Ranger took another step toward her, lifting his empty hands carefully. "You can start by giving me the gun, Babe," he instructed. "Give me the gun, and walk with me outside. We'll get you the help you need."

He glanced at Morelli, who was still too stunned to speak after Steph's revelations, that same haunted expression loitering behind his eyes, threatening to take hold. "I'm sorry," he whispered, so quiet the words were almost inaudible over the sounds of Steph's distress. "I should have been there for you both."
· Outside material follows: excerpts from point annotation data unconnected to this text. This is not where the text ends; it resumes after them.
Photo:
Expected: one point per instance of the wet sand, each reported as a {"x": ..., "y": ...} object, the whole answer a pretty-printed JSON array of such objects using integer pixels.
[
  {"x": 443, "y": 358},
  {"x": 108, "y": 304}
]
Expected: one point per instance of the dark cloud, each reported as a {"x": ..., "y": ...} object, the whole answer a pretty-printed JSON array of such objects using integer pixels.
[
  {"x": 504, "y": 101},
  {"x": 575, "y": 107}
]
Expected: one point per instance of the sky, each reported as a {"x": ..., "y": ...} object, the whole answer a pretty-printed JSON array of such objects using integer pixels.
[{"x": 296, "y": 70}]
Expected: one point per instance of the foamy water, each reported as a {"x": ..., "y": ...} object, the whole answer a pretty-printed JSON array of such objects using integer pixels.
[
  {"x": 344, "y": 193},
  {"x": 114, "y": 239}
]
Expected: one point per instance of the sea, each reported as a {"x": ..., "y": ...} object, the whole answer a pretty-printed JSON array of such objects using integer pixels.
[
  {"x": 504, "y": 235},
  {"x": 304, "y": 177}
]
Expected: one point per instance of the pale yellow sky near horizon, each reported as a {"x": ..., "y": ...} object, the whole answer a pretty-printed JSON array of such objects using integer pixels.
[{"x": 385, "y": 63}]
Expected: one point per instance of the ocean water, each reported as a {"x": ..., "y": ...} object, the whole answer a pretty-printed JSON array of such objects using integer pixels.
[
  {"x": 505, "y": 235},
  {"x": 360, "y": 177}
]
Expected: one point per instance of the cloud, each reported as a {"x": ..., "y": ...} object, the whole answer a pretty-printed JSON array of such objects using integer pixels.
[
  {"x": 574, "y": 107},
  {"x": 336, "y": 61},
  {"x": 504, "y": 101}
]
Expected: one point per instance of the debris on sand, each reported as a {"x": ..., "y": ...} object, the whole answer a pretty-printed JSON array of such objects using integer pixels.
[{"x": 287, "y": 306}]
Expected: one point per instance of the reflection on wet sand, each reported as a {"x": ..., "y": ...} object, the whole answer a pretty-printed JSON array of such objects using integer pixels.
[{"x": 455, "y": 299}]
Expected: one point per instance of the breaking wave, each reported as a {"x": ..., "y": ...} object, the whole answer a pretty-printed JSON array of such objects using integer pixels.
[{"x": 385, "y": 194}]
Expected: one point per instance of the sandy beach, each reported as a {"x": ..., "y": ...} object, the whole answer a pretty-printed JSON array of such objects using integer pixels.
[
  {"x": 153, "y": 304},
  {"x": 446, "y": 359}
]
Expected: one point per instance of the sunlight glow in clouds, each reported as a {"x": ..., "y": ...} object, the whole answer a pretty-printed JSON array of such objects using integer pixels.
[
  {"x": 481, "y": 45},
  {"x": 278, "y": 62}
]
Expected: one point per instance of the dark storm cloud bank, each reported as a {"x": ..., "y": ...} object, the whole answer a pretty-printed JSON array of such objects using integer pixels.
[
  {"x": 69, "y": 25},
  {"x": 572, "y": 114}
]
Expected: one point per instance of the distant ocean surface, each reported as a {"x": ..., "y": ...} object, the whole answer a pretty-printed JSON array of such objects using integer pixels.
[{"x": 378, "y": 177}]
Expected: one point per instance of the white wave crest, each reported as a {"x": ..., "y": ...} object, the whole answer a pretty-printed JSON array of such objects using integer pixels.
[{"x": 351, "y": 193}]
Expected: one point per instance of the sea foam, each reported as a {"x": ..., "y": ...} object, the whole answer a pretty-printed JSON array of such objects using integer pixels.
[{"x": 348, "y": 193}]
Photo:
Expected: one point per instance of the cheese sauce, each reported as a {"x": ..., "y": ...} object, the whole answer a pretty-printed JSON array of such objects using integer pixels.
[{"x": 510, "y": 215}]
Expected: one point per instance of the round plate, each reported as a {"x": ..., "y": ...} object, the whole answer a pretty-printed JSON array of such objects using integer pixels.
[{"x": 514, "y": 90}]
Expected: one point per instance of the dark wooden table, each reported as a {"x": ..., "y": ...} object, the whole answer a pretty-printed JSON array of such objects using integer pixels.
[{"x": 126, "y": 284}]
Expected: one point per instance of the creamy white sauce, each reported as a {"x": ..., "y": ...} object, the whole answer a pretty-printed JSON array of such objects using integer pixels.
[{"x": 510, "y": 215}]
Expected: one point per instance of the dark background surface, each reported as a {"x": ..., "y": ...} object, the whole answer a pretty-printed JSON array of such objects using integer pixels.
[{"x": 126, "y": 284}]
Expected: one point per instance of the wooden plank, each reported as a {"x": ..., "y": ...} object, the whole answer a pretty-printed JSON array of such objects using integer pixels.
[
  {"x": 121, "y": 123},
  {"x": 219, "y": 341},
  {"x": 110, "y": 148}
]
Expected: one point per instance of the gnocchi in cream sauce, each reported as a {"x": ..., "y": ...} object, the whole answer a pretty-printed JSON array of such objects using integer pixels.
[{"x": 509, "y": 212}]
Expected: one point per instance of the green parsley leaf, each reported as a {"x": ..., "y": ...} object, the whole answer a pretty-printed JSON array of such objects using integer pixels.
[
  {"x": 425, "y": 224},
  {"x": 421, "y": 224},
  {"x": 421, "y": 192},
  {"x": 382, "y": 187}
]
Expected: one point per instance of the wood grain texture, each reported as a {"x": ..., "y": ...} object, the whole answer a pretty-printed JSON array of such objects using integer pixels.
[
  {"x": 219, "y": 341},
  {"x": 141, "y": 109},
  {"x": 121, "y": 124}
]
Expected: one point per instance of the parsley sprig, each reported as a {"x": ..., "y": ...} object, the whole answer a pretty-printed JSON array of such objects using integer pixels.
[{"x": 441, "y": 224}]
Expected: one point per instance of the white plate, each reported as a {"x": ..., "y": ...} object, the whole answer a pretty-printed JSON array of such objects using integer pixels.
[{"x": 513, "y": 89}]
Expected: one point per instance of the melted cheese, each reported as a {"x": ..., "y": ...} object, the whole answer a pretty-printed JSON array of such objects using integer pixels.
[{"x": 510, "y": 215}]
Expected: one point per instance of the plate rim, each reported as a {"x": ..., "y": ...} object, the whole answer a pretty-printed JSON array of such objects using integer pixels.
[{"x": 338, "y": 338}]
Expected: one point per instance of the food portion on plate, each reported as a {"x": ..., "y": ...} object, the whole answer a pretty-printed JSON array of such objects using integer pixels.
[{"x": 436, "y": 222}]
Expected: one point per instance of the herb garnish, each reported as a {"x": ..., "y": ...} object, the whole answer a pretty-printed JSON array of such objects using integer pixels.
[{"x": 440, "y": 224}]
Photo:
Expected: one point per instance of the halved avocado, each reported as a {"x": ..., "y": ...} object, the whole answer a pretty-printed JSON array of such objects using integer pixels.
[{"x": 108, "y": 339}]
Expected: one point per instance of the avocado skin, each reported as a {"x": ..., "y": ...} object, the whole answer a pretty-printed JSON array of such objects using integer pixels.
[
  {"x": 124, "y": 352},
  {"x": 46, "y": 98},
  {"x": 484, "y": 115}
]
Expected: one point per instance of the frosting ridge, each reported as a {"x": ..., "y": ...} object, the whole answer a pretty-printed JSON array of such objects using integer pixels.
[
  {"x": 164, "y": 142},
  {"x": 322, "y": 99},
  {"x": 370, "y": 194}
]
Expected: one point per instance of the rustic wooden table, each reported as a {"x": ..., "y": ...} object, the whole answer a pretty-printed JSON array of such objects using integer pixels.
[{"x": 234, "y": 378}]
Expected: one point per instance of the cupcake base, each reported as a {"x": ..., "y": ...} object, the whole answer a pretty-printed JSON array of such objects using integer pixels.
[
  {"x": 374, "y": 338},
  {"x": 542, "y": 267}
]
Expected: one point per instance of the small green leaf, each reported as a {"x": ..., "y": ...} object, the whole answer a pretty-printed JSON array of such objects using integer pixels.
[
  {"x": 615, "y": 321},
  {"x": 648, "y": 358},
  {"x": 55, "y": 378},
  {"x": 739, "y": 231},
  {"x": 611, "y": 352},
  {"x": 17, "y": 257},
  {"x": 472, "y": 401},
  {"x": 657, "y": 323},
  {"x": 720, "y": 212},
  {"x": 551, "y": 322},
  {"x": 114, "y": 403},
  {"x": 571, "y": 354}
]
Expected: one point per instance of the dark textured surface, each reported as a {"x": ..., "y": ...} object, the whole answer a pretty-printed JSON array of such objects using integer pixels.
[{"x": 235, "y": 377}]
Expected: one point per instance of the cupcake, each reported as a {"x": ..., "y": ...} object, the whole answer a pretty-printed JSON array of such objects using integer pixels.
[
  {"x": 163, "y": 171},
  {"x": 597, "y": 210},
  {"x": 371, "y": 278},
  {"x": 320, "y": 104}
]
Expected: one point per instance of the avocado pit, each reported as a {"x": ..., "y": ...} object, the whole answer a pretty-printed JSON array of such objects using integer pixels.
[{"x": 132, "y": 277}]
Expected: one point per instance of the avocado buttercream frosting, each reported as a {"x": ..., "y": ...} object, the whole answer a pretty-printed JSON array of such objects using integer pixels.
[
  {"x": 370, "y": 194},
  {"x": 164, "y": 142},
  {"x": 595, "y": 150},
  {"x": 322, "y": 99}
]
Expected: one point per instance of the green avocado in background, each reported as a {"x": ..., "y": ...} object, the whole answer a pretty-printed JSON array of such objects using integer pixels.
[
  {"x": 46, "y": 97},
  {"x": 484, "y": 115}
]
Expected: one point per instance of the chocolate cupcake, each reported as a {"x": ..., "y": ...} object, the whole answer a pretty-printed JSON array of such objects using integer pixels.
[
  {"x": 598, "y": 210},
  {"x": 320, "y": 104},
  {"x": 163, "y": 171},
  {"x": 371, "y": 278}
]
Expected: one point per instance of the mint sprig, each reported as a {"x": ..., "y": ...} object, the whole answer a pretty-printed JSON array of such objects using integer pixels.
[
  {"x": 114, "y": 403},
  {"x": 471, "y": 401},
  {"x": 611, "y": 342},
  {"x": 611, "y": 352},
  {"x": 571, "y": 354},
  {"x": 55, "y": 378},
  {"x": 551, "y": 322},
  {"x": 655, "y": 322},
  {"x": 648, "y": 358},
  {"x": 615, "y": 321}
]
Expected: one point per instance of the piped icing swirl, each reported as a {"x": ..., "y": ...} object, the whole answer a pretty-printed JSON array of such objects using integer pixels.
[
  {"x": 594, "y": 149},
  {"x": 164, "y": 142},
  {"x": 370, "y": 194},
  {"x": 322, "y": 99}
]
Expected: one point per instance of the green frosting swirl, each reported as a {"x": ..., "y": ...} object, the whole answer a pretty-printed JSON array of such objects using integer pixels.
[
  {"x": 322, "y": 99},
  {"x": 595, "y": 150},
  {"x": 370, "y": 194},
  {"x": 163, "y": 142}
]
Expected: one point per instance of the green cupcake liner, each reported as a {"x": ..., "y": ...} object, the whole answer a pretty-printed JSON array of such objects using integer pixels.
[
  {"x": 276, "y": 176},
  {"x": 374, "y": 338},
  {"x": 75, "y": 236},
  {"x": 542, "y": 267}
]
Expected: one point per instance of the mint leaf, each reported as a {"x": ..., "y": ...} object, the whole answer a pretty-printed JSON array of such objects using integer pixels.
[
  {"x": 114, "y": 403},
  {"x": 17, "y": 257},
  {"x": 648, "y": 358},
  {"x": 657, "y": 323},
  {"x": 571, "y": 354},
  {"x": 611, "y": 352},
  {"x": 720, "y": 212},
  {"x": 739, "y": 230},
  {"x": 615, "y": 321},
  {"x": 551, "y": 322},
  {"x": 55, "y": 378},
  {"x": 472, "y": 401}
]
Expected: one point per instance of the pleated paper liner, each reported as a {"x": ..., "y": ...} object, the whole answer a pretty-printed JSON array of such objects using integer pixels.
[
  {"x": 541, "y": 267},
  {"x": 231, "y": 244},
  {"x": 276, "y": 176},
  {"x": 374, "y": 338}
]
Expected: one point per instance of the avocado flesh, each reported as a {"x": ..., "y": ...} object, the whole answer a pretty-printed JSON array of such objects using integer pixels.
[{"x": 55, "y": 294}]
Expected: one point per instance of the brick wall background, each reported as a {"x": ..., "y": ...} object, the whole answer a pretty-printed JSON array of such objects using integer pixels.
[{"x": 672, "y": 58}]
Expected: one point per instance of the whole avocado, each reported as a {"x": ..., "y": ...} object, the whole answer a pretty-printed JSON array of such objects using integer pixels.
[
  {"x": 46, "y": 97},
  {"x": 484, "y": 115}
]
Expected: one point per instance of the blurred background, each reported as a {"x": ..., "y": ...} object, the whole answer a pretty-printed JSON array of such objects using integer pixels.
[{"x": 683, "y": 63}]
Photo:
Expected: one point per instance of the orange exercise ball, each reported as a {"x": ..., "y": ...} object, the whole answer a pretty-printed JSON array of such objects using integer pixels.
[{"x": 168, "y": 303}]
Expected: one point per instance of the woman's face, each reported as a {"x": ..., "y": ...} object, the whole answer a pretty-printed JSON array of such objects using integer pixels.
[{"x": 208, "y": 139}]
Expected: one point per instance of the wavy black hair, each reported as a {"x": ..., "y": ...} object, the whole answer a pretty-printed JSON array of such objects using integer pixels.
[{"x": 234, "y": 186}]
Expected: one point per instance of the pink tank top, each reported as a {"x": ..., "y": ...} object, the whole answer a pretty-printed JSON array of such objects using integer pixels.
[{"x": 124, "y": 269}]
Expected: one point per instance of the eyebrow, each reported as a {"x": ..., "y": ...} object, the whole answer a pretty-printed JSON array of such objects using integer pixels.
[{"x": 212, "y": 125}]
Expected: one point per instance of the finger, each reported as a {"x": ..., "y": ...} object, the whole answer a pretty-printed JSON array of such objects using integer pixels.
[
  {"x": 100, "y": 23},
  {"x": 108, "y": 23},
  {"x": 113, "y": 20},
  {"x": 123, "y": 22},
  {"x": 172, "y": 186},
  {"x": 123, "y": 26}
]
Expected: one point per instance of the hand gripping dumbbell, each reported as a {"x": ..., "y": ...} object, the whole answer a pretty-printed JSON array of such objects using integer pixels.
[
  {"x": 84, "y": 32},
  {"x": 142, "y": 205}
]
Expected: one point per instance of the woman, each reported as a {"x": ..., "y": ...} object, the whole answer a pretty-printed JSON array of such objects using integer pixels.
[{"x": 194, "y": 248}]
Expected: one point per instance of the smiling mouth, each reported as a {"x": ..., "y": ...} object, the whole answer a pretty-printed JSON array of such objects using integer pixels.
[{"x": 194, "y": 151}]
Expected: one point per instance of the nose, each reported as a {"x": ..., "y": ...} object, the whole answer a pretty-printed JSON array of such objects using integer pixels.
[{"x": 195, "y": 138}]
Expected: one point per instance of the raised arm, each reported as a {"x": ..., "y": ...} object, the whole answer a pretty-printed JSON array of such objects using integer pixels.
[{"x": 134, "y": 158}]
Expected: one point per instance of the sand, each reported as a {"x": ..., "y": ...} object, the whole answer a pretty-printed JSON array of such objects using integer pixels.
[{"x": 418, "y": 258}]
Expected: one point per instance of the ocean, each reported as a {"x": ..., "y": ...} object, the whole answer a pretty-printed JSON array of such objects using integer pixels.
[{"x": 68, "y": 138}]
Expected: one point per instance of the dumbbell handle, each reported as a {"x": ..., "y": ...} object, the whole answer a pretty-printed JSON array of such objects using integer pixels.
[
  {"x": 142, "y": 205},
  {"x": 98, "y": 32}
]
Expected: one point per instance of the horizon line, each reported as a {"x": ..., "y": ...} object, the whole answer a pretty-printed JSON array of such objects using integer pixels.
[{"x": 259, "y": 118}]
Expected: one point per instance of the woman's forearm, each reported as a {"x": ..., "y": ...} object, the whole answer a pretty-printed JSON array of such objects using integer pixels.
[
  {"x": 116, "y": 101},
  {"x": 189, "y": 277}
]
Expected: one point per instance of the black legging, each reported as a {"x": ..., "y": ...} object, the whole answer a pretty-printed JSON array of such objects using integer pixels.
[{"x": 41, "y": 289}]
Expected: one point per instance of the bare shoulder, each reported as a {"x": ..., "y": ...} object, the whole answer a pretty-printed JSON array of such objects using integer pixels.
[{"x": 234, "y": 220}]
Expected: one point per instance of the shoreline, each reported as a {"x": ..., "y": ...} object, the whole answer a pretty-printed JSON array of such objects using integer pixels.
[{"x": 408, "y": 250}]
They must have been the words Steph needed to hear because just like that day a year ago, her knees gave out and Ranger gathered her up in his arms to keep her from collapsing to the floor. Delicately, he removed the gun from her hand and tucked it into the waistband of his cargos, then hooked an arm behind her knees and lifted her off the ground, turning on his heel to carry her out the front door. Morelli trailed behind.

Ignoring the police and his men, he carried Steph to the nearest police car where Joe Juniak, police chief and Steph's own godfather stood, concern etched into every line on his face. Juniak opened the back door of the car and Ranger set her gently inside. He took a moment to brush her hair out of her blotchy face and urge her to look at him.

"It's going to be alright," he assured her, even though he knew she was in no place to believe him just yet. "Everything is going to be okay." He held her watery gaze until she managed a small, uncertain nod, then kissed her forehead, and stepped back, closing the door on her.

"She's going to have to be charged," Juniak told him and Morelli who was hovering beside them. Both men nodded. With the crime spree she'd had today it was inevitable, but Ranger made a new vow to make sure Steph got the help she needed to move past the worst of her guilt, to accept the events of her son's death and lessen the weight of grief she carried. It would be a long road to recovery, but there were plenty of people who loved her, and who had loved Michael, to help her along the way.